En principe, votre raisonnement n’est pas faux. Vous voulez que s’opère ce qu’on appelle la compensation. La compensation est un mécanisme d’extinction des obligations qui est prévue au Code civil du Québec, aux articles 1672 et suivants. En clair, ce que vous réclamez c’est que votre ami compense ou, dit autrement, réduise votre obligation de rembourser 5,000 $ d’un montant de 4,500 $, qui est le montant de son obligation à lui de vous payer cette somme pour l’achat de votre ancienne voiture. Donc, 4,500 $ de votre dette à vous ne lui serait plus dû, serait alors éteinte (extinction d’une obligation).


La compensation selon le Code civil

Voilà ce que dit le Code civil du Québec (C.c.Q.) à ce sujet :

1672 C.c.Q. Lorsque deux personnes se trouvent réciproquement débitrices et créancières l'une de l'autre, les dettes auxquelles elles sont tenues s'éteignent par compensation jusqu'à concurrence de la moindre.
La compensation ne peut être invoquée contre l'État, mais celui-ci peut s'en prévaloir.

1673 C.c.Q. La compensation s'opère de plein droit dès que coexistent des dettes qui sont l'une et l'autre certaines, liquides et exigibles et qui ont pour objet une somme d'argent ou une certaine quantité de biens fongibles de même espèce.

Une partie peut demander la liquidation judiciaire d'une dette afin de l'opposer en compensation.

1674 C.c.Q. La compensation s'opère même si les dettes ne sont pas payables au même lieu, sauf à tenir compte des frais de délivrance, le cas échéant.

1675 C.c.Q. Le délai de grâce accordé pour le paiement de l'une des dettes ne fait pas obstacle à la compensation.


Vous êtes poursuivi

Mais voilà, votre ami et vous n’arrivez pas à vous entendre. Votre ami prétend que votre voiture n’est qu’une vieille minoune qui tombe toujours en panne, contrairement à ce que vous lui aviez affirmé lorsqu’il l’a acheté. Il considère qu’il ne vous doit rien ou beaucoup moins que 4,500 $. Par conséquent, il ne veut pas réduire sa demande de ce montant.

C’est alors que votre ami décide de vous poursuivre : il a présenté une demande contre vous à la cour; autrement dit, il vous a fait signifier une requête introductive d’instance dans laquelle il demande au tribunal de vous condamner à lui verser les 5,000 $. Pouvez-vous demander que le tribunal tienne compte du fait que votre ami, le demandeur, vous doit 4,500 $ à vous le défendeur dans cette cause ?

Ce que vous réclameriez ici du tribunal c’est qu’il opère compensation entre les deux sommes d’argent : qu’il réduise de 4,500 $ le montant que vous devez à votre ami, de sorte qu’il ne vous resterait que 500 $ à lui rembourser.

La réponse serait non dans le cas exposé ci-dessus et cela, pour des considérations de procédures.


La demande reconventionnelle, et non la défense

Si vous aviez à réclamer, vous le défendeur, votre 4,500 $ au demandeur, vous le feriez non pas dans votre défense, mais dans une demande reconventionnelle.
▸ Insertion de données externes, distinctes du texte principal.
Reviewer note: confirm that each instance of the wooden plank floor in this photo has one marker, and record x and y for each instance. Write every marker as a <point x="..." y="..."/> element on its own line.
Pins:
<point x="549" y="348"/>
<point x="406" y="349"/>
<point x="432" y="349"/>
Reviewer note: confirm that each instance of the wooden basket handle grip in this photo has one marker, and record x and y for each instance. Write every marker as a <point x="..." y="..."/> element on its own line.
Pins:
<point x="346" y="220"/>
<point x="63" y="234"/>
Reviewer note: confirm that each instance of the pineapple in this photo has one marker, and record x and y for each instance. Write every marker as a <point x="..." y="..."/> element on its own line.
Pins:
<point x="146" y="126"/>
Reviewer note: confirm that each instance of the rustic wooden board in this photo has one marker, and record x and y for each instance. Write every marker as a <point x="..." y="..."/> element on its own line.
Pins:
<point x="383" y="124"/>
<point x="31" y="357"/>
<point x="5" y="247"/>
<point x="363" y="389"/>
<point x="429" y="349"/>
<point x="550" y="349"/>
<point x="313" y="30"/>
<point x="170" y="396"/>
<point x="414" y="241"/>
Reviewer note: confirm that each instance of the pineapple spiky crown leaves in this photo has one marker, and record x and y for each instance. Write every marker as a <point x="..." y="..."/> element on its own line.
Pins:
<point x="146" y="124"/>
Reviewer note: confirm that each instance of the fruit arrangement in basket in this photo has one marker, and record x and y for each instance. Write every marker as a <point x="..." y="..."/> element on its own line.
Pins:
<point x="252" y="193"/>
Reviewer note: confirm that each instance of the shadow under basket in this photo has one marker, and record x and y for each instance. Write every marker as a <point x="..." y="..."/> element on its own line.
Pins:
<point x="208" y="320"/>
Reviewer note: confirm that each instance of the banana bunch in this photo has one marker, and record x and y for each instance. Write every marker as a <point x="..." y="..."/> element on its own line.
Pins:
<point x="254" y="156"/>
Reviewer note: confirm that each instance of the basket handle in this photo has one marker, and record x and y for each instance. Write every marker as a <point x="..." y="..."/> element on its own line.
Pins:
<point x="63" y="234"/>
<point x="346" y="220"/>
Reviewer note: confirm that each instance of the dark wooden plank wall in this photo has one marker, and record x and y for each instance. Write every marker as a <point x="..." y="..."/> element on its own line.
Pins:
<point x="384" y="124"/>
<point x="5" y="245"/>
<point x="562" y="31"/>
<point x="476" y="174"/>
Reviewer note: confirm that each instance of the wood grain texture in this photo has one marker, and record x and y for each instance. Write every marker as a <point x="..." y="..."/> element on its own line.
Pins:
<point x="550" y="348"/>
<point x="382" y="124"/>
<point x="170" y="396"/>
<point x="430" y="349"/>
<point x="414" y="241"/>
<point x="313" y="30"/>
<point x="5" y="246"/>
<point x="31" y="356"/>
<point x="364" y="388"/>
Dans une demande reconventionnelle, un défendeur réclame à son tour quelque chose au demandeur. Par exemple, l’entrepreneur qui a effectué des travaux sur ma maison n’a pas fait la moitié de ce qu’il devait faire, et ce qu’il a fait fut si mal fait que j’ai dû payer plus cher quelqu’un d’autre pour faire faire ses travaux : non seulement je ne lui dois pas le plein montant qu’il me réclame, mais c’est lui qui me doit de l’argent. Ici le défendeur en plus de présenter une défense, présente dans la même procédure (dans la défense) une demande reconventionnelle où il réclame quelque chose à son tour au demandeur

Tandis que dans une défense, une défendeur fait valoir un moyen de défense : le défendeur n’a pas fait les travaux ou qu’une partie, il n’a pas fait ce qui devait être fait, où ses travaux furent mal fait, qu’il a déjà payé une partie des travaux, etc. Ici, il ne réclame pas quelque chose, il se défend.


Le Code de procédure civil

C’est dans le Code de procédure civil (C.p.c) que l’on retrouve les limites à réclamer compensation devant un tribunal. En effet, selon l’article 172 de ce code :
172 C.p.c. Le défendeur peut faire valoir par sa défense tous moyens de droit ou de fait qui s'opposent au maintien, total ou partiel, des conclusions de la demande.

Il peut aussi, et dans le même acte, se porter demandeur reconventionnel pour faire valoir contre le demandeur toute réclamation lui résultant de la même source que la demande principale, ou d'une source connexe. Le tribunal reste saisi de la demande reconventionnelle, nonobstant un désistement de la demande principale.

Ce que dit le Code de procédure, c’est qu’un défendeur peut demander compensation si sa réclamation contre le demandeur à la même origine que la réclamation du demandeur.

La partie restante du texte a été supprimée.